(Reuters) – Russian mercenary chief Yevgeny Prigozhin was presumed dead after a private jet on which he was listed as a passenger crashed north of Moscow with no survivors.
Prigozhin, 62, led a mutiny on June 23 and 24 against the top ranks of the Russian military, which President Vladimir Putin says could have plunged Russia into civil war.
Others who have opposed Putin or his interests have also died under unclear circumstances or are near death.
Here are some details about these mysterious incidents:
Russia’s most prominent opposition leader Alexei Navalny was flown to Germany for medical treatment in August 2020 after being poisoned in Siberia with what Western experts concluded was military nerve agent Novichok. Russia has denied any involvement.
Navalny received worldwide acclaim for voluntarily returning to Russia in 2021. Upon arrival, he was immediately arrested. He is now serving prison terms totaling 11.5 years for fraud and other charges he believes to be bogus. His political movement has been banned and declared ‘extremist’. Navalny recently received an additional 19 years in prison in a high-security penal colony.
A former Russian double agent who passed secrets to British intelligence Sergei Skripal and his daughter Yulia were found unconscious on a bench outside a shopping center in the English cathedral city of Salisbury in March 2018.
They were taken to hospital in critical condition and British officials said they had been poisoned with Novichok, a group of nerve agents developed by the Soviet military in the 1970s and 1980s. Both survived.
Russia has denied any role in the poisoning, saying Britain was fomenting anti-Russian hysteria.
Russian opposition activist Vladimir Kara-Murza said he believes attempts were made in 2015 and 2017 to poison him. A German laboratory later discovered elevated levels of mercury, copper, manganese and zinc in him, according to Reuters medical reports. Moscow denied involvement.

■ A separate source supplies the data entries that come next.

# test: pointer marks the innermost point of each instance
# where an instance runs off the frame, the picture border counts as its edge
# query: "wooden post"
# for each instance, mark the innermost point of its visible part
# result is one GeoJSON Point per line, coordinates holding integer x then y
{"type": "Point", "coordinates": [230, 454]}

Alexander Litvinenko, an ex-KGB agent and outspoken critic of Putin, died in 2006 aged 43 after drinking green tea containing polonium-210, a rare and powerful radioactive isotope, at London’s Millennium Hotel, British officials say .

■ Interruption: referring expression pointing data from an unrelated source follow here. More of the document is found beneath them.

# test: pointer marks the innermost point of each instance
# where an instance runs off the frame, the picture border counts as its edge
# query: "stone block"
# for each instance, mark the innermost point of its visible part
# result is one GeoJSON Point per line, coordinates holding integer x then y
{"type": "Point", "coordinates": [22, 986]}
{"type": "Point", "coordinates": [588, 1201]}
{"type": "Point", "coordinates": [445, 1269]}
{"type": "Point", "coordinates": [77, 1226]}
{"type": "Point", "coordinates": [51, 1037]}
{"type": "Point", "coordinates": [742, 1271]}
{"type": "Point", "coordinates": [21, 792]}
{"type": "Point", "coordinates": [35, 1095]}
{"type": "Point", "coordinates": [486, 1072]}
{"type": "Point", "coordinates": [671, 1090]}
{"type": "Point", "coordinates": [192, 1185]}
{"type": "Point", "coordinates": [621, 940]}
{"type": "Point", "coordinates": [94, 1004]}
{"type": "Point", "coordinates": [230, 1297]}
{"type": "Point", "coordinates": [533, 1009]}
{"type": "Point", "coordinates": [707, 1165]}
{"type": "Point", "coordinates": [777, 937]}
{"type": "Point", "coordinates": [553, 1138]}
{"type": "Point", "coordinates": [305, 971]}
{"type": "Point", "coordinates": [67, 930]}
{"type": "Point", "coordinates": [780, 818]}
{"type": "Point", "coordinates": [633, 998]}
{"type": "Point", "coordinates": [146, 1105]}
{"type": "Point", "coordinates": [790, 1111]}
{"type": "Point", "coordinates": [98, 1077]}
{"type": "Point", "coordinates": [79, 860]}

Putin likely approved the assassination, a British investigation concluded in 2016. The Kremlin has denied involvement.
An investigation led by a senior British judge found that former KGB bodyguard Andrei Lugovoy and another Russian, Dmitry Kovtun, committed the murder as part of an operation he said was likely led by Russia’s Federal Security Service (FSB), the main heir of the Soviet-era KGB.
Litvinenko fled Russia for Britain six years ago, the day before he was poisoned.
The 44-year-old Russian was found dead near his luxury home on an exclusive gated estate outside London, after going jogging in November 2012.
Alexander Perepilichny sought refuge in Britain in 2009 after aiding a Swiss investigation into a Russian money laundering scheme. His sudden death raised suspicions that he may have been murdered.
British police ruled out foul play, despite suspicions that he may have been killed with a rare poison. A pre-trial hearing revealed that traces of a rare and deadly poison from the gelsemium plant had been found in his stomach.
Perepilichny had enjoyed a large bowl of sorrel soup, a popular Russian dish. Russia denied involvement.
Viktor Yushchenko, then a Ukrainian opposition leader, was poisoned during the 2004 presidential election campaign, in which he waged a pro-Western campaign against pro-Moscow Prime Minister Viktor Yanukovych.
He said he was poisoned at a dinner outside Kiev with Ukrainian security officials. Russia denied any involvement.
His body was found to contain a thousand times more dioxin than is normally present. His face and body were disfigured from the poisoning, and he underwent dozens of surgeries in the aftermath.
He won the presidency in a new poll after Ukraine’s Supreme Court struck down the results and declared Yanukovych the winner amid street protests dubbed the “Orange Revolution”.
Anna Politkovskaya, a journalist who reported on human rights violations, was shot dead outside her Moscow flat on October 7, 2006, after returning home from the supermarket. The murder of Politkovskaya, a 48-year-old mother of two, sparked outrage in the West and underlined concerns about the dangers faced by reporters working in Russia.